Well, I tried for several years to raise honeybees when we were in Utah and it was essentially a bust.
You can't harvest honey the first year, because you need to let the bees build up the hive to survive the winter. So, the first year is a lot of care and feeding. I did that for a year, and they didn't survive the winter. Twice, I think (it blurs together).
The third time I ordered Russian bees (bees don't vote). They were really cool looking (more gray than yellow). They're bred to overwinter well and be more mite resistant. They were very strong and were my first hive to survive the winter! They were super active in the spring and I was very hopeful.
Then they swarmed. No biggie, there should be enough bees left behind for a viable hive.
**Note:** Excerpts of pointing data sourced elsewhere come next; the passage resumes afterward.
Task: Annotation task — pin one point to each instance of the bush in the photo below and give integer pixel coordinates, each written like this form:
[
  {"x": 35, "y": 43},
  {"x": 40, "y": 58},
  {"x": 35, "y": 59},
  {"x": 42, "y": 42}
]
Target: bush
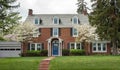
[
  {"x": 44, "y": 53},
  {"x": 33, "y": 53},
  {"x": 77, "y": 52},
  {"x": 65, "y": 52}
]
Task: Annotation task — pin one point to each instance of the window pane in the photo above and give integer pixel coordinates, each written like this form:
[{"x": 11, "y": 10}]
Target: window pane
[
  {"x": 78, "y": 46},
  {"x": 55, "y": 31},
  {"x": 75, "y": 20},
  {"x": 39, "y": 47},
  {"x": 94, "y": 46},
  {"x": 36, "y": 20},
  {"x": 99, "y": 47},
  {"x": 104, "y": 47},
  {"x": 55, "y": 20},
  {"x": 32, "y": 46},
  {"x": 72, "y": 45},
  {"x": 75, "y": 32}
]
Then they swarmed _again_.
I tried to work with what was left, but if I had a queen in the leftovers, she died at some point. The hive just sort of evaporated before I could get a replacement queen.
When we were packing to move to Washington I gave all my bee hardware away. No room on the truck for useless bee boxes.
Bees fell off my personal radar. I'm aware of local honeybee keepers, but I'm not ready to drop another couple hundred bucks to spin the wheel of disappointment again.
Then, a few weeks ago, Jena tells me about a seminar at the city nursery about Orchard Mason Bees. A native bee species that is a super efficient pollinator and very good to have around.
I like bees, so I went. It was super interesting!
Keeping honeybees is very transactional. You build suitable places for hives, give them food, water, and medicine. In return, you get honey. Delicious, delicious, honey.
Mason bees are so different. Really the only part that's the same is that you provide them with a suitable place to lay eggs (well, providing them with good pollen options by way of flowers and some water is nice, but not required). They do their thing and hopefully fill your bee house with eggs for next year.
In the late summer/fall you collect the cocoons and store them until next spring when you start all over again.
So I'm trying my hand at it this year. I'm still a beekeeper, with a bunch of little buzzing buddies that I will do my best to care for. I just won't have any honey to show for it. But hopefully I'll end up with more bees to start the next year with.